Technical specialists
Experts in a certain type of technology, such as databases or telecommunications.
Ternary relationship
A relationship that exists when three entities are associated.
Thin client
A computer that does not offer the full functionality of a fat client.
Threat
Any danger to which an information resource may be exposed.
Thumb drive
Storage device that fits into the universal serial bus port of a personal computer and is used for portable storage.
Trade secret
Intellectual work, such as a business plan, that is a company secret and is not based on public information.
Transaction processing system
A system that supports the monitoring, collection, storage, and processing of data from the organization’s basic business transactions, each of which generates data.
Transport layer security
(or secure socket layer) An encryption standard used for secure transactions such as credit card purchases and online banking.
Trap door
(or Back door) Typically a password, known only to the attacker, that allows the attacker to access the system without having to go through any security procedures.
Trojan horse
A software program containing a hidden function that presents a security risk.
Tunnelling
A process that encrypts each data packet to be sent and places each encrypted packet inside another packet.
Tweets
Messages and updates posted by users on Twitter.
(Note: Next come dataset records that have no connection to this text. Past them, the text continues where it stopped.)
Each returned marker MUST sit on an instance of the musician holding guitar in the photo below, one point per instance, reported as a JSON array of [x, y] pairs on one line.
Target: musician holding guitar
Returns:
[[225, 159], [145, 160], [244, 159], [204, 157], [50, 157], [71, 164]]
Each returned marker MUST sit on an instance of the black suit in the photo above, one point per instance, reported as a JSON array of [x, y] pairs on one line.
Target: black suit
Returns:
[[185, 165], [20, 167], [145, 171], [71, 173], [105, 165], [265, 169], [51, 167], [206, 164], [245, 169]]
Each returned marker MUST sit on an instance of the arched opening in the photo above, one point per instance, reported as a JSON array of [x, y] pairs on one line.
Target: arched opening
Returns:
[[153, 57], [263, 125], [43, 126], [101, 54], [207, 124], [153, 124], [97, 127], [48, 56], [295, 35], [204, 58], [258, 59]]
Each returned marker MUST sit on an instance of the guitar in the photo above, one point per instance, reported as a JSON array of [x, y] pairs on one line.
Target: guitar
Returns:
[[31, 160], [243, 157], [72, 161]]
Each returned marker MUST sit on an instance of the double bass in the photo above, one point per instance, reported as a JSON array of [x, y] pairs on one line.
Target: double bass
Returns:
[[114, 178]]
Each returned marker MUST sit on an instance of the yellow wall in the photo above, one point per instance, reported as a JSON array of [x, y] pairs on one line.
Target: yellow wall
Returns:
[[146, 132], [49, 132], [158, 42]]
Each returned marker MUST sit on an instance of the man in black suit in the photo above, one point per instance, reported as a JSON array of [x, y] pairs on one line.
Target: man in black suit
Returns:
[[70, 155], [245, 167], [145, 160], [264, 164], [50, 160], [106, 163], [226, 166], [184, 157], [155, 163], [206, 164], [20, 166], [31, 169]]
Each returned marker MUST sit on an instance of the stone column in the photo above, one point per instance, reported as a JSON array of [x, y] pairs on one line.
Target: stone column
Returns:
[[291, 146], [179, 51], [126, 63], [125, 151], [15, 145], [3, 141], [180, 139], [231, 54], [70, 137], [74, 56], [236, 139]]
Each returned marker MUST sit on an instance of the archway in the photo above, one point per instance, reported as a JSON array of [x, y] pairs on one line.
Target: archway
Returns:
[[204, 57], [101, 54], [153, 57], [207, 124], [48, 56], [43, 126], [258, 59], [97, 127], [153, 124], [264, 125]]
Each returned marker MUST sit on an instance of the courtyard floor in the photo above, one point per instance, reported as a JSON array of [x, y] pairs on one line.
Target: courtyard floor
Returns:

A free microblogging service that allows its users to send messages and read other users’ messages and updates.
Unary relationship
A relationship that exists when an association is maintained within a single entity.
Upper CASE tools
Tools that are used to automate the early stages of the systems development life cycle (systems investigation, analysis, and design).
Utility computing
A technology whereby a service provider makes computing resources and infrastructure management available to a customer as needed.
Value chain
A sequence of activities through which the organization’s inputs, whatever they are, are transformed into more valuable outputs, whatever they are.
Value chain model
A business framework devised by Michael Porter that shows the primary activities that sequentially add value to the profit margin; also shows the support activities.
Value system
A business system that includes the producers, suppliers, distributors, and buyers, all with their value chains.
Viral marketing
Online word-of-mouth marketing.
Virtual organizations
(or pure play organizations) Organizations in which the product, the process, and the delivery agent are all digital.
Virtual private network
A private network that uses a public network (usually the Internet) to securely connect users by using encryption.
Virus
Malicious software that can attach itself with (or “infect”) other computer programs without the owner of the program being aware of the infection.
Vulnerability
The possibility that an information resource will be harmed by a threat.
Web 2.0
A loose collection of information technologies and applications, plus the websites that use them.
Web 2.0 media
Any website that provides user-generated media content and promotes tagging, rating, commenting, and other interactions among users and their media contributions.
Web services
Applications delivered over the Internet that IT developers can select and combine through almost any device, from personal computers to mobile phones.
Weblog
(or Blog) A personal website, open to the public, in which the site creator expresses his or her feelings or opinions with a series of chronological entries.
Whitelisting
A process in which a company identifies acceptable software and permits it to run, and either prevents anything else from running or lets new software run in a quarantined environment until the company can verify its validity.
Wiki
A website on which anyone can post material and make changes to other material.
Worms
Destructive programs that replicate themselves without requiring another program to provide a safe environment for replication.
Zombie
(or Bot) A computer that has been compromised by, and is under the control of, a hacker.